Blogging!  Vlogging!  Allie Brosh, Charlie McDonnell, Alex Day, BriTANick, The Nostalgia Critic, Yahtzee of Zero Punctuation, Barats and Bereta, Justin Bieber, and many, many others are all people who would likely have remained undiscovered and unheard without the internet.  Now, they get to share their awesomeness with the world, and we get to benefit from it.  The internet is a place where the people of the world get to decide what is seen and what is popular.  Anyone can try, and with a lot of luck, they can find their place and their online community.  People who have gotten their start on LiveJournal have even published their own great books.  It's a new and amazing world out there.

On a related note, the final thing I want to discuss is YouTube and video-sharing sites.  I didn't discover YouTube until the middle of my junior year of high school, but now I can't really imagine life without it.  Want to know what a politician said years ago?  YouTube it.  Want to watch and rewatch a favorite clip from a favorite show?  YouTube it.  Want to see an awesome hybridization of Kirby and Snoop Dogg?  YouTube it.  

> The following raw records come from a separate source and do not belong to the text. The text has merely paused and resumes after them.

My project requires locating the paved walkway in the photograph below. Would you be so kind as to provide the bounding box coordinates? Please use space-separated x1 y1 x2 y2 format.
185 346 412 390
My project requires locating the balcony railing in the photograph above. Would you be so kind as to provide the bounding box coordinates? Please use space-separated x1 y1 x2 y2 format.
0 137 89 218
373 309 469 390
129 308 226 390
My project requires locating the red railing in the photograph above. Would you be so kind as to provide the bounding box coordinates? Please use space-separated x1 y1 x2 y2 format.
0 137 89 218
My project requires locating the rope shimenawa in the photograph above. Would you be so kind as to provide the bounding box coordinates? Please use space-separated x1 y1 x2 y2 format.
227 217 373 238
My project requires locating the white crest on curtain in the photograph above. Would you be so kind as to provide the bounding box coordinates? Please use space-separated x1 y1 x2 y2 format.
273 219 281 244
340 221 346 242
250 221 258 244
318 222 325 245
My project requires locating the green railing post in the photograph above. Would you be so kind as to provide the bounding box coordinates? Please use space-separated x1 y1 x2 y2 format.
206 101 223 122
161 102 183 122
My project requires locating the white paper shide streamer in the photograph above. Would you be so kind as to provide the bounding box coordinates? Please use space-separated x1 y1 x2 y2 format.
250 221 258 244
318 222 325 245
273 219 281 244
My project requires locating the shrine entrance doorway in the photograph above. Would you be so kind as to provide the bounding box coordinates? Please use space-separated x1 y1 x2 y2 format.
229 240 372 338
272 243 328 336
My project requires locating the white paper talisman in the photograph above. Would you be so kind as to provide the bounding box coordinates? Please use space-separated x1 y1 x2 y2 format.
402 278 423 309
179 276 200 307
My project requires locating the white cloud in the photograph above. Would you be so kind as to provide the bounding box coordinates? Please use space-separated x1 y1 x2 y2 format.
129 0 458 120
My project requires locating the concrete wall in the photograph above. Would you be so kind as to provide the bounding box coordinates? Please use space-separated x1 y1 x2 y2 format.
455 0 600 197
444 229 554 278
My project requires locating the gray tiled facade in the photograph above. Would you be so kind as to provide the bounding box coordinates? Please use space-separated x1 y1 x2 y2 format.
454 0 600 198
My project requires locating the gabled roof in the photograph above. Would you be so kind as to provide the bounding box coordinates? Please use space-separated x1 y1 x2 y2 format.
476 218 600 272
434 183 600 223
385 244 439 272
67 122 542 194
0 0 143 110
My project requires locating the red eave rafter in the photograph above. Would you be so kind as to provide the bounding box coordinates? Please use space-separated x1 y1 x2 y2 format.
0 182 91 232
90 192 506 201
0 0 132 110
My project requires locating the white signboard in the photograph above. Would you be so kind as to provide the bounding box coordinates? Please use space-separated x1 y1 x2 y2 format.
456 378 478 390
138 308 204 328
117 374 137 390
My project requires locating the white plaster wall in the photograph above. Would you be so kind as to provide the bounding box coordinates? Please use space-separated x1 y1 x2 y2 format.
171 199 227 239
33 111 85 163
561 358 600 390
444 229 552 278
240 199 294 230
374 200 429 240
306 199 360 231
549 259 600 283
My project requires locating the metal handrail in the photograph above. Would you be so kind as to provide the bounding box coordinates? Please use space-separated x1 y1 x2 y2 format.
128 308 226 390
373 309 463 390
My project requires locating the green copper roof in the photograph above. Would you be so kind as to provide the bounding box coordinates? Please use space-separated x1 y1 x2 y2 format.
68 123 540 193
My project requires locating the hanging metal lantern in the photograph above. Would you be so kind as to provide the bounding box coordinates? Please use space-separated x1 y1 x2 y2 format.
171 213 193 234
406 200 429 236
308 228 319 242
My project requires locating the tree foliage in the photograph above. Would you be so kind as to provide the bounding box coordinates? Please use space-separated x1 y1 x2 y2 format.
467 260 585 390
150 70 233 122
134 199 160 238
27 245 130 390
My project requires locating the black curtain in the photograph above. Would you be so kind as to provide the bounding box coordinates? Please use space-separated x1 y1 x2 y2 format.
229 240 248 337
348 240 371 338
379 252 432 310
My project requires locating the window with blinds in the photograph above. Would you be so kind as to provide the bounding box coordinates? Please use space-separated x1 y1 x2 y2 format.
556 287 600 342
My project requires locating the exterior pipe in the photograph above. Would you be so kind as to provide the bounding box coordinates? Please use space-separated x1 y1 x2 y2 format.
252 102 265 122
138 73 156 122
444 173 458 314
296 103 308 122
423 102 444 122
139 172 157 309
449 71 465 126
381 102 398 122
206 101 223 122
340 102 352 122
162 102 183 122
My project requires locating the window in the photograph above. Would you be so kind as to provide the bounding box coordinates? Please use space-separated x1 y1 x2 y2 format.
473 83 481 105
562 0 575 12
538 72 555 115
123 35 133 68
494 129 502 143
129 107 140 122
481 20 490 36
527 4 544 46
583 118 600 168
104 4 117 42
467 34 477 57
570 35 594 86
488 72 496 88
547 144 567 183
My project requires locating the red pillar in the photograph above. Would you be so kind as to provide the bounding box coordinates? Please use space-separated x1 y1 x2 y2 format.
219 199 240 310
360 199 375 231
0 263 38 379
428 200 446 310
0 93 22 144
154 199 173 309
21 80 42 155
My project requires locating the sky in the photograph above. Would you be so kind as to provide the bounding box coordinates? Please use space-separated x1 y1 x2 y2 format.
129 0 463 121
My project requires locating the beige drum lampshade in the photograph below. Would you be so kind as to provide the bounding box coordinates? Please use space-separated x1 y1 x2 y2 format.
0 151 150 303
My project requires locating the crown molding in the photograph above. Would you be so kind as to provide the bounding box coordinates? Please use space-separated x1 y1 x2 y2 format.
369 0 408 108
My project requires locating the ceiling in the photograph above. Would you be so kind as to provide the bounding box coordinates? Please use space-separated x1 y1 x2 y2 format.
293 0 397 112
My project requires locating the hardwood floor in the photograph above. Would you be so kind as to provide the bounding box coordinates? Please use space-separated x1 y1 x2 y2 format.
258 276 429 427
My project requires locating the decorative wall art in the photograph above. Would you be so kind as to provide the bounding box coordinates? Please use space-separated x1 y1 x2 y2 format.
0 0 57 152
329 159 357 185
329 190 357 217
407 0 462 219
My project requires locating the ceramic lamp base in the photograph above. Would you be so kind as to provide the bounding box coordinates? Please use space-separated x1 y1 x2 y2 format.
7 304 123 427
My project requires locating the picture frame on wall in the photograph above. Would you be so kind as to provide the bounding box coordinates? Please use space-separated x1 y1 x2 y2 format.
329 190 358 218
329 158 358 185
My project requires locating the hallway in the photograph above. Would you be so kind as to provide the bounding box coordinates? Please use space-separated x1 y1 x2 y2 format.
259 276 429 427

There's a lot going on out there and it's all at our fingertips.  Is the internet perfect?  No.  But it is changing the world, and faster than we realize.  With our cellphones and our internet (and our increasingly internet-capable cell phones) we are moving forward.  Maybe it will turn out in the end that the catalyst for world peace is finding that everybody thinks that videos of kittens are adorable.


1 comment:

  1. I've thought about this a lot too. The Internet in its entirety has brought an incredible amount of societal chance since the early 90's, but thinking of it as a singular institution doesn't even do justice to the incredibly rapid pace of technological growth. Today's internet has almost nothing in common with the internet from 10 years ago, and things were pretty different even 5 years ago.

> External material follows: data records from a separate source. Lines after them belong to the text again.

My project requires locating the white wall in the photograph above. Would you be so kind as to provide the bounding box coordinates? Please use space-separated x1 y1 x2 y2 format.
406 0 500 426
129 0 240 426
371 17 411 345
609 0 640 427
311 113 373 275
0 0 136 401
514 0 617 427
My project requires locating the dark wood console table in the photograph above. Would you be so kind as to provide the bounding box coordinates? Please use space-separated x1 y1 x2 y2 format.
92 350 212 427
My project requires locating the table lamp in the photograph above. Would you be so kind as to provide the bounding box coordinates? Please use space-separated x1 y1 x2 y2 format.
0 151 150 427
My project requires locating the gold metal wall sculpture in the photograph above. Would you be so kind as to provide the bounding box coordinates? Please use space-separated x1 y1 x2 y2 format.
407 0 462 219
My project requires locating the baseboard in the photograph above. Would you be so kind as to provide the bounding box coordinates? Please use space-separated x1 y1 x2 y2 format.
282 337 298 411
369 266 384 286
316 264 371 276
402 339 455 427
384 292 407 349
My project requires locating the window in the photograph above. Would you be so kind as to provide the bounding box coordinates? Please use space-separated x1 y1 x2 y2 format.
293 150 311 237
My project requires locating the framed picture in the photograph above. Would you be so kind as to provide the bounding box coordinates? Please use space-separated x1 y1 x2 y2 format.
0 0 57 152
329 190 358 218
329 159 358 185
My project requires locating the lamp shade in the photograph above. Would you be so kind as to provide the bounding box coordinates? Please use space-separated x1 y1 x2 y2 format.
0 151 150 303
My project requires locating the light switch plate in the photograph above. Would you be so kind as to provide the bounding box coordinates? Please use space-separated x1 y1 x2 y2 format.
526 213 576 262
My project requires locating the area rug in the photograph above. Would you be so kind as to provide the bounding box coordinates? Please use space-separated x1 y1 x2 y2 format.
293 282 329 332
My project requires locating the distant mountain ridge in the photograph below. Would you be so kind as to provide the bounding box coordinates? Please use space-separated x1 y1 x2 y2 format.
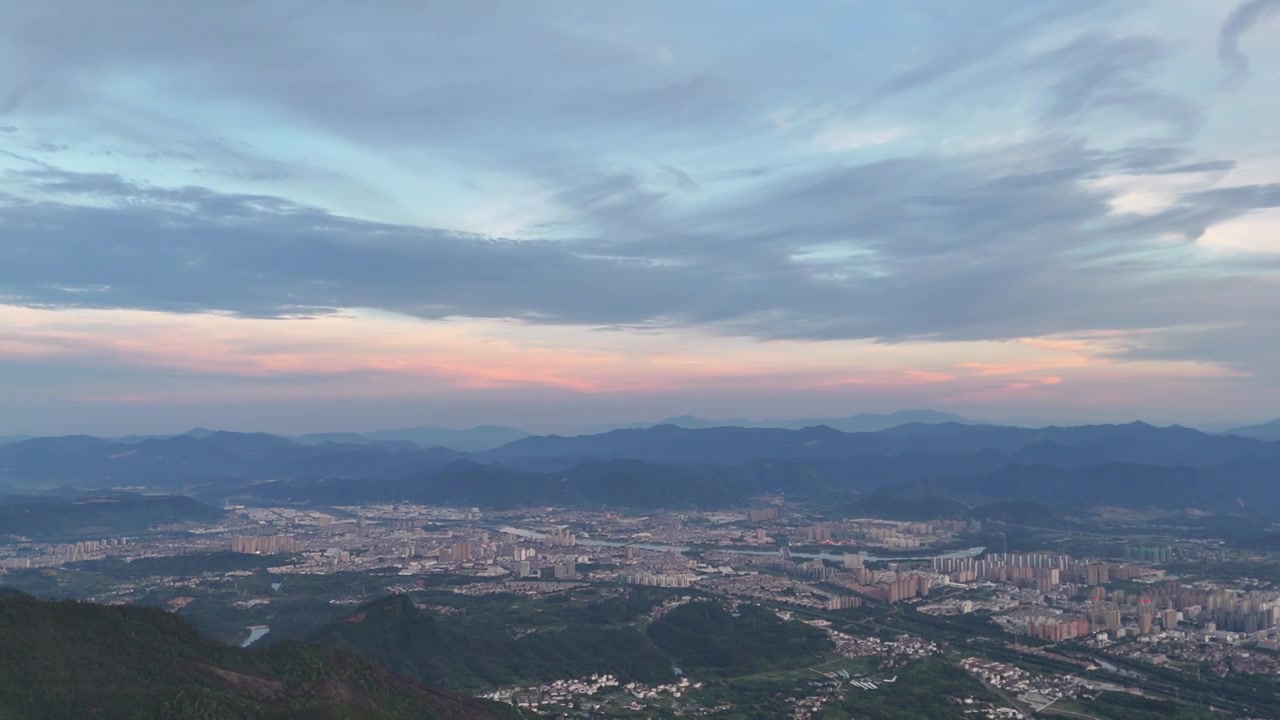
581 410 975 434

    It's fascinating trying to guess how long some sites and products have been around for, then looking up the actual date. What was available exactly five years ago in 2005? YouTube was only a couple months old and no one had heard of it. Facebook was restricted to college students and wasn't a significant force on the internet. Gmail was invitation-only and would stay that way for another couple years. 2005 feels "recent" to me, but I still can't imagine the internet without these.

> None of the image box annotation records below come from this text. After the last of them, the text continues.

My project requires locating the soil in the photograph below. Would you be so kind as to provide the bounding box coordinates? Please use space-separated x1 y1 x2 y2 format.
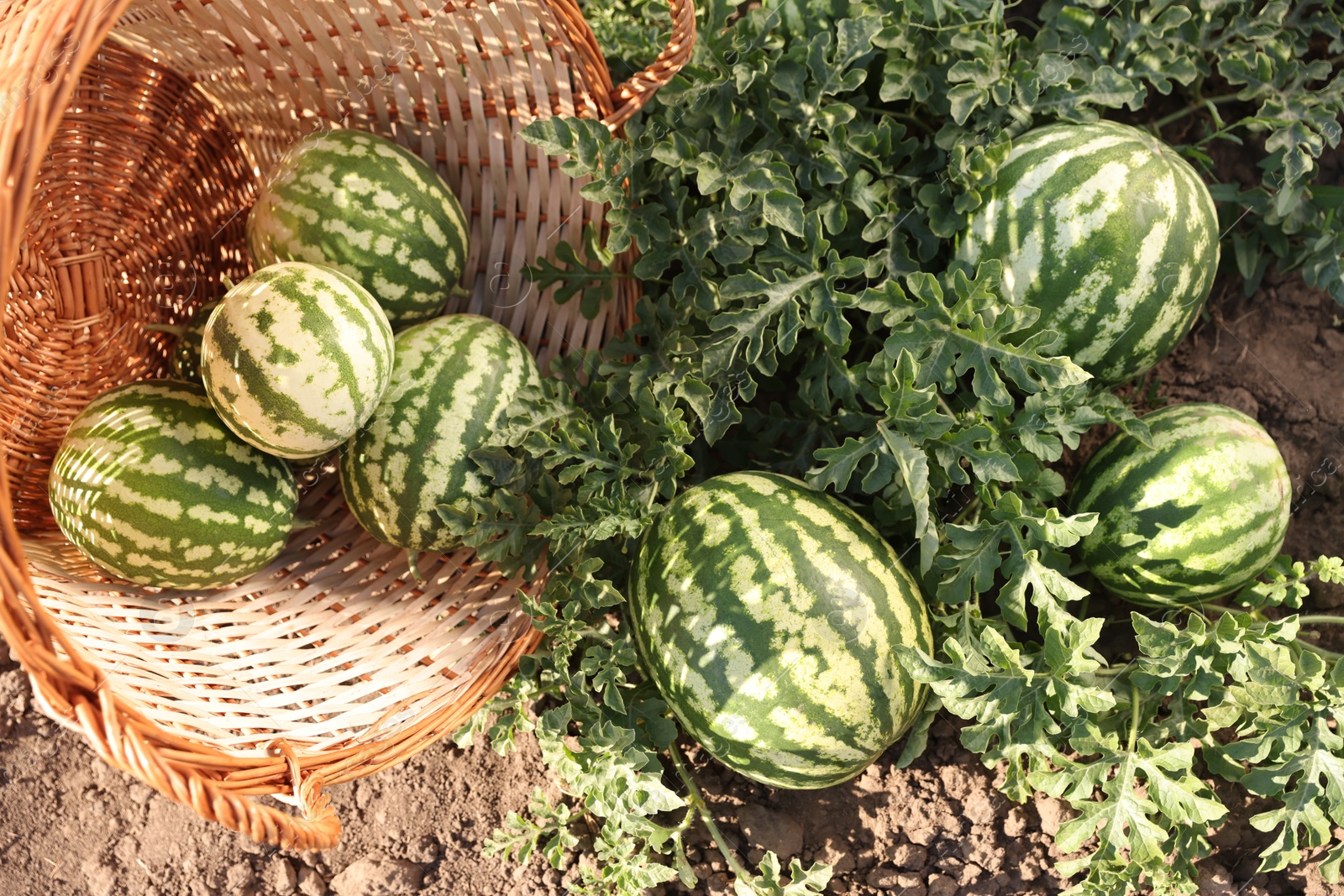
0 277 1344 896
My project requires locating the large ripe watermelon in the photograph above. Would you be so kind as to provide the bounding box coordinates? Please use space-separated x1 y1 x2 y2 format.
340 314 540 553
247 130 468 329
957 121 1218 385
1073 405 1293 605
200 262 392 459
49 380 298 589
629 473 932 789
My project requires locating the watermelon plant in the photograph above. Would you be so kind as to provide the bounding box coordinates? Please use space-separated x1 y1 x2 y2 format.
49 380 298 589
1073 405 1293 607
427 0 1344 896
340 314 540 556
200 262 392 459
247 129 468 329
627 473 932 789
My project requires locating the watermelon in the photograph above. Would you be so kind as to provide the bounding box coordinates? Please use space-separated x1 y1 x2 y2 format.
200 262 392 459
957 121 1218 385
629 473 932 789
247 130 466 329
1074 403 1293 607
340 314 540 555
49 380 298 589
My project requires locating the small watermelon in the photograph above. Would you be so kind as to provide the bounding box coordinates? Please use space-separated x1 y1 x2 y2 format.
200 262 392 459
1074 405 1293 607
49 380 298 589
957 121 1218 385
340 314 540 555
627 473 932 789
247 130 468 329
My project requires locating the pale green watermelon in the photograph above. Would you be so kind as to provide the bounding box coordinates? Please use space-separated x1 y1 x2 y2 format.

    Look back another 5 years to 2000 and things get even more ridiculous. Google did nothing but search, and they weren't even the biggest search engine. The company wouldn't go public for another 4 years. Wikipedia didn't exist. Firefox wouldn't arrive for a few more years; Internet Explorer was widely considered the best browser out there, though Netscape still had its users. I know I still spent all my time online then, but I have no idea what I was doing.

    It's strange that at any given time it feels like things aren't changing that much, but you don't have to look back more than a couple of years to see that things have gotten significantly different.